PC World recently published an article on Hyper-V R2 competing with VMware vSphere. I found this statement from Bob Kelly, Microsoft Corporate Vice President, Infrastructure Server Marketing, to be remarkable:
“That’s why I still maintain that at some point, you’ll be at 40 percent to 50 percent virtualized and you’re 50 percent physical, and that’s an important thing to recognize. If you recognize that, you can set the strategy. It’s not, ‘Oh God, we thought the world was going to be only virtual.’ That, fundamentally, is why I think VMware is in trouble,” he said.
In related news, Gartner recently predicted that 50% of all x86 server workloads will be virtualized by 2012. Still no word on what happens in 2013, after global virtualization limits have been reached. [Better start looking for some investors that can help me get VM cap-and-trade started.]

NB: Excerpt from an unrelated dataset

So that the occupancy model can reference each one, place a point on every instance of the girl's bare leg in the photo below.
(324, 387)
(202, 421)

But seriously, many companies have already instituted “virtualization first” policies and deploying new apps on physical hardware requires sign-off from upper management. If Bob Kelly is correct, half of all provisioning requests seek waivers from this policy? Incomprehensible.
Bob Kelly also explained the true cause of server sprawl in that same article. If you’re like me, you probably thought it was because of DLL Hell — complex product dependencies that made it extremely risky to manage multiple applications on a single Windows NT system — and SMP scalability problems. Nope, it turns out that the real issue was the need for sufficient capacity to accommodate peak demand… wink, wink.

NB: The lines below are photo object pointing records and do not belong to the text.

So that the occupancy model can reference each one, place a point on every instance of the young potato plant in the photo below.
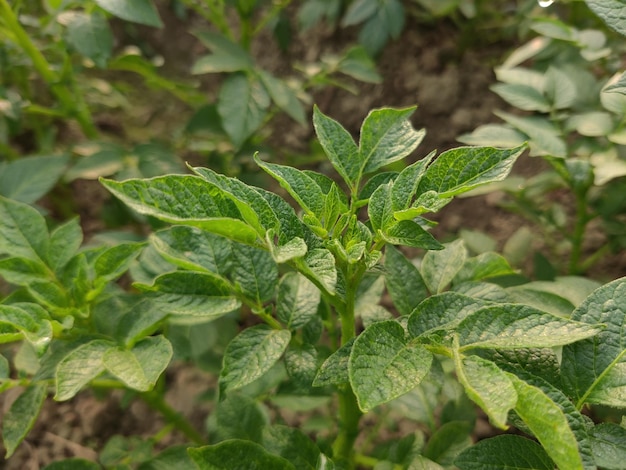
(308, 284)
(568, 82)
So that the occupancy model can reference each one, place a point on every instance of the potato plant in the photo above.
(308, 281)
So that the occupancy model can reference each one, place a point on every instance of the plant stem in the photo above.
(349, 411)
(582, 218)
(69, 98)
(155, 401)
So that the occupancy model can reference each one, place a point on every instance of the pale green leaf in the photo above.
(23, 231)
(293, 445)
(339, 146)
(242, 105)
(440, 267)
(297, 300)
(198, 295)
(488, 386)
(612, 12)
(519, 326)
(404, 281)
(251, 354)
(20, 418)
(384, 364)
(461, 169)
(237, 454)
(255, 272)
(79, 367)
(548, 423)
(91, 36)
(194, 249)
(441, 311)
(29, 178)
(387, 136)
(506, 451)
(185, 199)
(594, 369)
(137, 11)
(140, 367)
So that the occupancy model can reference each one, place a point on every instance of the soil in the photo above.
(429, 66)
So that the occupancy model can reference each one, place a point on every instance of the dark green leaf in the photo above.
(251, 354)
(237, 454)
(461, 169)
(20, 418)
(403, 280)
(505, 451)
(242, 105)
(137, 11)
(384, 365)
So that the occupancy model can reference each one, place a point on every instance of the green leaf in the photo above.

Which 50% will you virtualize?
Pingback: Tweets that mention Which 50% will you virtualize? | VCritical -- Topsy.com
Pingback: uberVU - social comments
My employer is virtualization-first. Physical servers are becoming rather rare….
Of course microsoft would say that, their product can only support about 40-50% of workloads (hyperv tends to die under workload). We’re looking at hitting around 95 percent. The only reason for the 5%? Freaking fax cards and dongles that won’t work. I’ve already got multiterabye databases that run many, many, many thousands of iops a second….On blades to boot!
I should specify, it tends to die under high workload in OUR testing so far…Don’t want them thinking I am impugning the quality of their software.
William, thank you for clarifying. I’m sure your environment is the exception for Hyper-V-appropriate workloads.
Eric, I’m sure you’re right…. 😉
My company is at 80% of x86 based OS instances are virtual today. We aim to hit close to 90+% in the next 18 months. 50% as a goal is so 4 years ago.